I was interested in Vocaloids a few years ago but the software was very expensive and all of the voicebanks were Japanese so English pronunciation was a problem
Vocaloids tend to have accents, and the resynthesis process only magnifies that. The
Dex and
Daina voicebanks focus on a more American English accent, and I was toying with the idea of buying the full editor, but I wasn't terribly impressed by the demos, and the price of the full
Vocaloid editor always priced me out of the market... even when I
had that much money to spend.
UTAU is cool, especially since you can build your own voicebanks. But working with voices requires a lot of low-level tweaking. One nice thing about
Synthesizer V is that you have sliders for each phoneme at the syllable level. That makes it a lot easier to tune a word, and even work around errors in the voicebank.
You may be aware that
Synthesizer V actually grew from Kanru Hua working on tools for
UTAU. He developed his own resampler (resynthesis engine) for
UTAU called
Moresampler, which is different from most most resamplers available for
UTAU. Most UTAU resamplers use crossfades and standard pitch transposition techniques to reassemble the phonemes from the source audio files.

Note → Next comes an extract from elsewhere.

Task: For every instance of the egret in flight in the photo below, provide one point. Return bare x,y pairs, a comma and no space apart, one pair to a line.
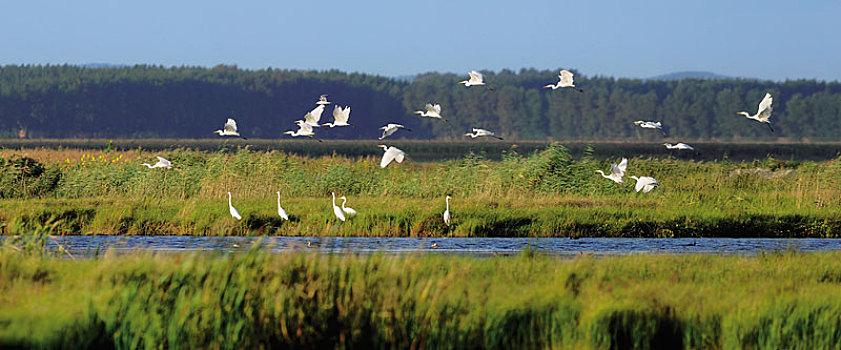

Moresampler performs spectral analysis on the harmonic and inharmonic audio, as well as the vocal pulse. The resynthesis doesn't need to refer back to the original audio. As a result,
Moresampler is a lot more flexible in resynthesis, both in in changing the pitch and duration. It also doesn't suffer from as many of the sort of artifacts you get from a lot of pitch shift/time stretch algorithms.
Kanru also came up with a his own reclist (phoneme recording list) method which he called "Arpasing", named because he used the
ARPAbet phonemene set instead of
SAMPA phonemes that
Vocaloid and
UTAU tend to use. (The word "Arpasing" confusingly refers to "ARPA" in "ARPABET", not to "parsing").

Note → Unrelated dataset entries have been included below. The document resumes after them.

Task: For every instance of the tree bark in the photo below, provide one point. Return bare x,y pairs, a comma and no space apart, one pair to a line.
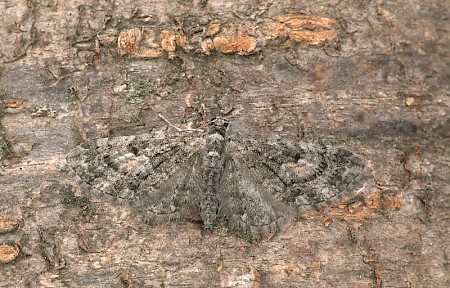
373,76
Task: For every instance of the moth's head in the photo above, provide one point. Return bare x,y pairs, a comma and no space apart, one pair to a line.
218,125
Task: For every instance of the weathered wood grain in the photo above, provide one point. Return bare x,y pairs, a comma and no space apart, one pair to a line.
380,87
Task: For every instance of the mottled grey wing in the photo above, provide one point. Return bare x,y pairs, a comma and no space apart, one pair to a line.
307,176
177,197
152,171
249,210
111,165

Because his reclist uses English words, the resulting samples tend to be more realistic than if the phonemes were recorded in isolation. On the other hand,
Synthesizer V sounds a bit more "spoken" than "sung".
Anyway, at some point Kanru rightly decided that it would be better to branch away from
UTAU and create his own application from scratch. If nothing else,
Synthesizer V is a lot simpler to install than
UTAU.